Key facts
- A survey found 83.7% of foreign workers are interested in working outside Japan.
- South Korea is the most preferred destination for foreign workers seeking opportunities abroad.
- Low wages and the weak yen are driving foreign workers to consider other countries.
- The Bank of Japan's continued accommodative monetary policy contrasts with the US Federal Reserve's rate hikes.
- Japan's trade deficit, driven by energy import costs, contributes to the yen's weakness.
Japan's appeal to foreign workers is diminishing, with a new survey indicating that low wages and the weak yen are causing many to look for employment opportunities elsewhere. The survey found that 83.7% of foreign workers are interested in working outside of Japan, with South Korea identified as the top choice.
The Japanese yen has significantly weakened against the US dollar, a trend attributed to divergent monetary policies.

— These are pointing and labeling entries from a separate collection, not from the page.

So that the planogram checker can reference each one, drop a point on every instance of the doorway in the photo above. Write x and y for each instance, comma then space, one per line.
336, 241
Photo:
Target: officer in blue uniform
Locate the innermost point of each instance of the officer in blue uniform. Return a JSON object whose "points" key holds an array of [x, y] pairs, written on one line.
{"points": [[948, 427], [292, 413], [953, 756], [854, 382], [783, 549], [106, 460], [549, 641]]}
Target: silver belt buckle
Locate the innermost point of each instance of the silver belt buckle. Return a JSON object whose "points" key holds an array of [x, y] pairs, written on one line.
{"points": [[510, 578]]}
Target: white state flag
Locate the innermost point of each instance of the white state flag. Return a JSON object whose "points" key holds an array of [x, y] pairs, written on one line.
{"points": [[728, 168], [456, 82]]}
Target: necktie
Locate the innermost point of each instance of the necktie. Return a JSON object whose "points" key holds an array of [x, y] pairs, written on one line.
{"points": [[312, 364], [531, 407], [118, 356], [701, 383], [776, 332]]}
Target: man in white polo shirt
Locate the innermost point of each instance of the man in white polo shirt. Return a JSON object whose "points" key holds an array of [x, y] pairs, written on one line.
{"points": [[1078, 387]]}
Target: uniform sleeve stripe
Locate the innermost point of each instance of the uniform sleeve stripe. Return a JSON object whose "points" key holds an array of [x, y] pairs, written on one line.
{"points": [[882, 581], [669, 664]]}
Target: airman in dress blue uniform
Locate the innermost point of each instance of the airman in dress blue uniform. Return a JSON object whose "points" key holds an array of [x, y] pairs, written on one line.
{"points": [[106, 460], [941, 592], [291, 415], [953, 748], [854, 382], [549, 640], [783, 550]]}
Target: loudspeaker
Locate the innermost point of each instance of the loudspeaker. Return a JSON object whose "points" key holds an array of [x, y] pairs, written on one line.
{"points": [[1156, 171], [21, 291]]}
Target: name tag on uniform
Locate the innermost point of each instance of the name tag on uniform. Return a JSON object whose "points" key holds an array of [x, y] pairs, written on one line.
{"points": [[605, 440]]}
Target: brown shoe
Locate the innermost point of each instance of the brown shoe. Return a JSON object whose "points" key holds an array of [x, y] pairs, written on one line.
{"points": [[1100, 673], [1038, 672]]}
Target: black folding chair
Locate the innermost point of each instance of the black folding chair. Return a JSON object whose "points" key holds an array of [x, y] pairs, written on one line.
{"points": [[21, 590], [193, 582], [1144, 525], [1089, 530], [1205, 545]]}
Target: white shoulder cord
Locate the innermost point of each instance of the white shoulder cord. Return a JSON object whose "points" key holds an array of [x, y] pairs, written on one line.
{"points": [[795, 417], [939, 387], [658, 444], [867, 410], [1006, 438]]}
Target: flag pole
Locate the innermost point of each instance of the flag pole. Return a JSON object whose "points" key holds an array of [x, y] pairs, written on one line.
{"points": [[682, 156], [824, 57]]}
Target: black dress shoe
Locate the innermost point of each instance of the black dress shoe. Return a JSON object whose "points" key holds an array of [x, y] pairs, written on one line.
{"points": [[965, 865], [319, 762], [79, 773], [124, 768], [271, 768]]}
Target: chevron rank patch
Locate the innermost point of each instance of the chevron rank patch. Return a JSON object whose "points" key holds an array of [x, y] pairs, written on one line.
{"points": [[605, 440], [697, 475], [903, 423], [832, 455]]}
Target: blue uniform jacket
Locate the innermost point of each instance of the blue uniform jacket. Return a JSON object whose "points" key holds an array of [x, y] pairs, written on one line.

The Bank of Japan continues to maintain an accommodative stance, including negative interest rates and extensive asset purchases, to stimulate its economy. In contrast, the US Federal Reserve has been raising interest rates to combat inflation, making US assets more attractive to investors seeking higher returns.
Japan's relatively slow economic growth compared to the United States further exacerbates the situation. The U.S. ranks 7th in the Covid Economic Recovery Index, while Japan is 19th. Additionally, Japan's trade balance is negatively impacted by its high reliance on imported energy, leading to increased import costs and a greater supply of yen on the foreign exchange market, which devalues the currency.
While a weaker yen makes Japanese exports more competitive and tourism more affordable, it also leads to higher import costs for essential goods like energy and food, potentially contributing to inflation. However, the article notes that Japan remains relatively affordable compared to other countries globally. The weaker yen could also attract foreign investment as assets become cheaper for those holding stronger currencies, potentially creating employment opportunities.